Verjährung und Rechtsfolgen beim Spätrücktritt von Lebensversicherungen

OGH bestätigt: Das Rücktrittsrecht verjährt nicht bereits nach 3 Jahren und eine Beschränkung der Rückabwicklung auf den Rückkaufswert ist auch beim Spätrücktritt ausgeschlossen.

Ein Verbraucher schloss am 1. August 2008 eine fondgebundene Lebensversicherung ab. Im Zuge des Vertragsabschlusses erhielt der Konsument einen Hinweis auf sein Rücktrittsrecht gemäß § 3 KSchG. Über sein Rücktrittsrecht gemäß § 165a VersVG wurde der Verbraucher nicht aufgeklärt. Mit Schreiben vom 18. Oktober 2017 erklärte der Konsument seinen Rücktritt vom Vertrag und forderte seine geleisteten Prämien abzüglich Risikokosten einschließlich kapitalisierter Zinsen in Höhe von 4 % ab Einzahlung der jeweiligen Prämie. Das Berufungsgericht gab dem Klagebegehren hinsichtlich der eingezahlten Prämien statt und wies das Mehrbegehren ab. Diese Entscheidung wurde nun vom OGH bestätigt. Dabei befasste sich der OGH mit zwei Fragen:

1. Verjährung des Rücktrittsrechts

Die Beklagte befasste den OGH mit der Frage, ob dem "ewigen" Rücktrittsrecht gemäß § 165a VersVG (aF) verjährungsrechtliche Bestimmungen (etwa § 1487 ABGB analog) entgegenstehen könnten?

Dies lehnte der OGH mit Verweis auf die vom Europäischen Gerichtshof getroffene Entscheidung zu C-479/18 und der folgender Begründung ab: Beginnt die Rücktrittsfrist sogar dann nicht zu laufen, wenn der Versicherungsnehmer auf anderem Wege von seinem Rücktrittsrecht Kenntnis erlangt hat, dann verbietet sich die - von der Beklagten gewünschte - Annahme, dass ein begründetes Recht zum Spätrücktritt infolge unterbliebener Rechtsbelehrung nur binnen drei Jahren nach Vertragsabschluss ausgeübt werden könne.

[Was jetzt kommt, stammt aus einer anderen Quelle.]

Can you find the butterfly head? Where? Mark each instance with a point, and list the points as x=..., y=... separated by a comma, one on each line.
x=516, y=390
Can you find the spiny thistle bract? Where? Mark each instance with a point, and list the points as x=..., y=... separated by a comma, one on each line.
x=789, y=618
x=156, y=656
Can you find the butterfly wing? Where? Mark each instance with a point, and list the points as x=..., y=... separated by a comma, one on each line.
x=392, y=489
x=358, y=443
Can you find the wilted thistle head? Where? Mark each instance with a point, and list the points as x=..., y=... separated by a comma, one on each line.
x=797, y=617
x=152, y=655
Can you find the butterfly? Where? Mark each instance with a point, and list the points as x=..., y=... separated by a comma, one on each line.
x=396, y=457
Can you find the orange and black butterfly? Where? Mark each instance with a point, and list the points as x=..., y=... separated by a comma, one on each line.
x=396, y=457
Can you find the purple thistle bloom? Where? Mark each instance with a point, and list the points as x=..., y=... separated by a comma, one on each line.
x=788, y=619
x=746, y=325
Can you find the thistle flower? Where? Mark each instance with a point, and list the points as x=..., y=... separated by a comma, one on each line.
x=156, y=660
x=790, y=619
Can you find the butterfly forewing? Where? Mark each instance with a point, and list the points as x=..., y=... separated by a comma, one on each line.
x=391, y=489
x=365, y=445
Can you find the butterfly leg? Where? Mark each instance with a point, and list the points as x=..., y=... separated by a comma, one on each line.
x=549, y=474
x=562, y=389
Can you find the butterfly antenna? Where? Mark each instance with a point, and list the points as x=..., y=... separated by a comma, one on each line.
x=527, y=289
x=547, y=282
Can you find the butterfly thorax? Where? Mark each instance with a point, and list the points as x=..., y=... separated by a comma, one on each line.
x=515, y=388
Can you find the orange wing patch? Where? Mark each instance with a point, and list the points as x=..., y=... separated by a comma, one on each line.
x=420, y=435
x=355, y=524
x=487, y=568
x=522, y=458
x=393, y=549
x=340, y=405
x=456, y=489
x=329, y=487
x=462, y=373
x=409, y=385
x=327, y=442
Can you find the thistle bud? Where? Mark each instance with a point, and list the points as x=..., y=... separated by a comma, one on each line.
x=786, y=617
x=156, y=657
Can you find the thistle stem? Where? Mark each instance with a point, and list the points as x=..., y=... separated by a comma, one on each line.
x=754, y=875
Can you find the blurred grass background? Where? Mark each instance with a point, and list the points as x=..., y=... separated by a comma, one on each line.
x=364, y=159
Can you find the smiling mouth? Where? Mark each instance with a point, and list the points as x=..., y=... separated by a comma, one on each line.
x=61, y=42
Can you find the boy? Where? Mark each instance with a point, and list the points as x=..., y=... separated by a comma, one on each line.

2. Rechtsfolgen beim Spätrücktritt

Weiters befand die Beklagte, dass dem Verbraucher beim Spätrücktritt lediglich der Rückkaufswert zustehen würde und nicht die vom Konsumenten einbezahlten Prämien inkl. kapitalisierter Zinsen in Höhe von 4% ab Einzahlung der jeweiligen Prämie.

Auch dies lehnte der OGH mit Verweis auf die vom Europäischen Gerichtshof getroffene Entscheidung zu C-479/18 ab und bezeichnete die Beschränkung der Rückabwicklung auf den bloßen Rückkaufswert als ausgeschlossen.

Der Kläger erhielt folglich die von ihm einbezahlten Prämien zurück.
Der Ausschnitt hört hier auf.